Black people can’t be racist. Prejudiced, yes, but not racist. Racism describes a system of disadvantage based on race. Black people can’t be racist since we don’t stand to benefit from such a system.

Tessa Thompson as Samantha White in “Dear White People” (2014)

The people primarily advancing this theory don’t want to end bigotry, oppression, and racism; they want to be the ones benefitting from it. They look to destroy Orwell’s Boot by wearing it, which has always been a misguided and fundamentally evil goal.

Most insidiously this rhetoric directly fertilizes more racist and bigoted psuedointellectual hogwash from white supremacists (including validating the questionable concept of “race” in the first place), often from cover of academic qualifications that are themselves a result of the very racism being denied by those producing it.
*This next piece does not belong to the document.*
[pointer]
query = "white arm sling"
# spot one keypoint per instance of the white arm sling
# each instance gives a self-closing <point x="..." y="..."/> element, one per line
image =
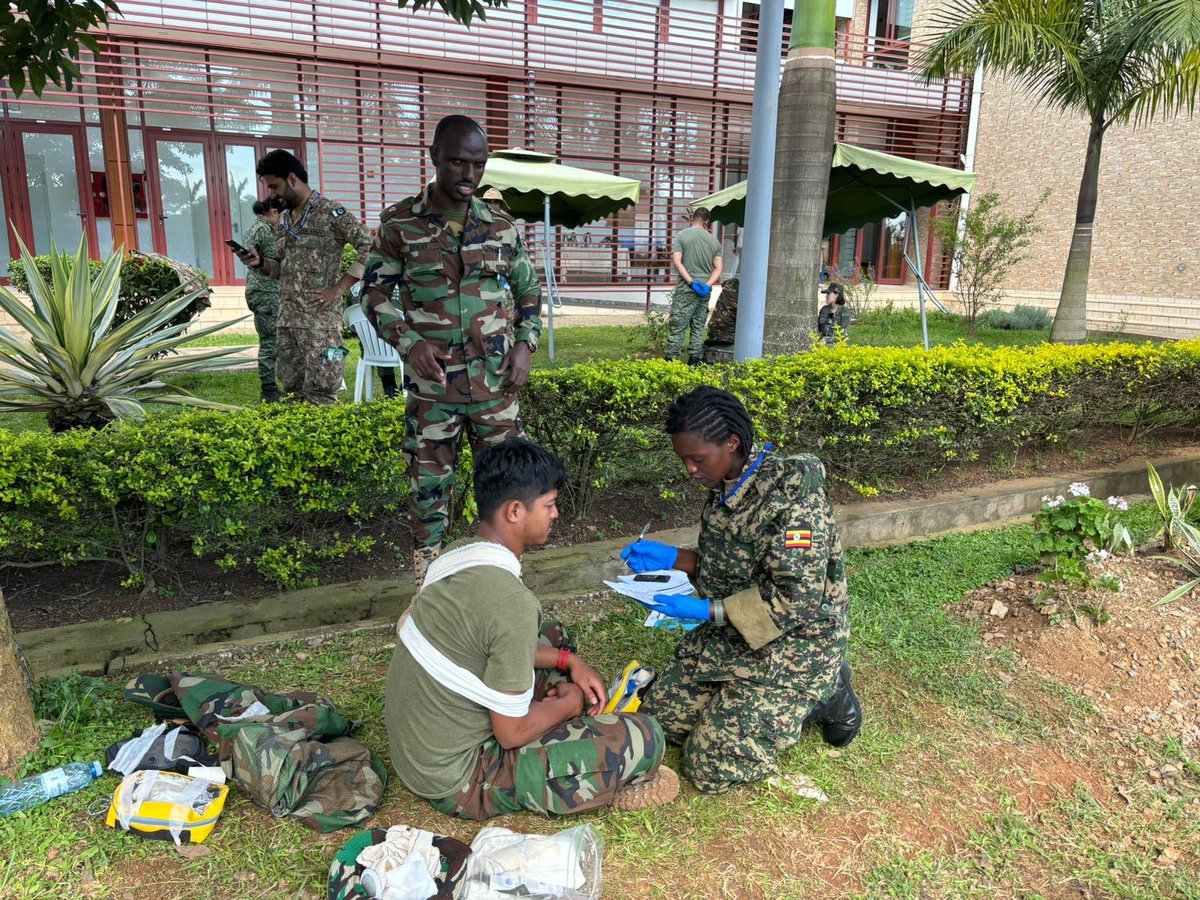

The theory clearly only considers US and Anglosphere cultures founded on European imperialism in its assertions of dominance. This is immediately obvious from the most basic considerations:

Even if you make the case for white dominance on a global scale, it still breaks down as you get closer to the ground and start looking at smaller cultural groups like nations. This theory roots itself in supremacist reasoning simply by framing itself as a universal rule when it really only applies to part of the population. So you end up with three problems:

  • White people aren’t the dominant ethnic or social group on this planet, yet in modern history they’re responsible for the most widespread, systematic, and egregious racism at the largest scale. That immediately negates the premise that the “dominant group” is the only one that can be “racist” in the theory’s definition.
  • Attempting to create relative merit distinctions between “racism,” “prejudice,” and “bigotry” not only attempts to justify ignoring racism by people of color, it further stratifies and ranks “types” whereby one “type” is judged more or less “bad” than the other, e.g. prejudice is “not as bad as” racism because, under the theory, the merely prejudiced can’t access abuse-able power
  • These narratives erase the multiracial community whose lived experience often draws from multiple cultures but emotionally identifies with none of them deeply (disclosure, the author is among this group), and often finds them discriminated against for being part of one group by members of another group that they’re also part of.

Rather than challenging racism, the theory validates, energizes, and promotes it without ever questioning the basic premise that any particular “race” possesses inherently “superior” attributes, trivializes the power (malignant power is still power) of non-white cultures, ignores racist behavior found in nearly all cultures, assumes in contradiction to evidence that the US perspective suffices for the general case globally, and seduces people of color into employing the same excuses for their racism used by the white racists they’re fighting

If you prejudge someone based on what you perceive as their race, you are a racist. What ethnic groups you’re part of or how much power you have to make your personal racist beliefs into a cultural norm isn’t relevant.

Don’t fall for it. Anybody can be a racist, even if it never has any outward expression at all. Claiming otherwise is racists rationalizing their own racism and gaslighting anyone who speaks up about it.

These narratives represent attempts by power abusers to con you into believing you can wear Orwell’s Boot safely.

You can’t, and to even try makes you one of the bad people, no matter what color your skin is or what language or dialect you speak or what shape your eyes are.

Don’t be seduced by these bias-pandering theories. They’ll just keep you stuck in the same cycles of bigotry and conflict until the species ceases to exist at all.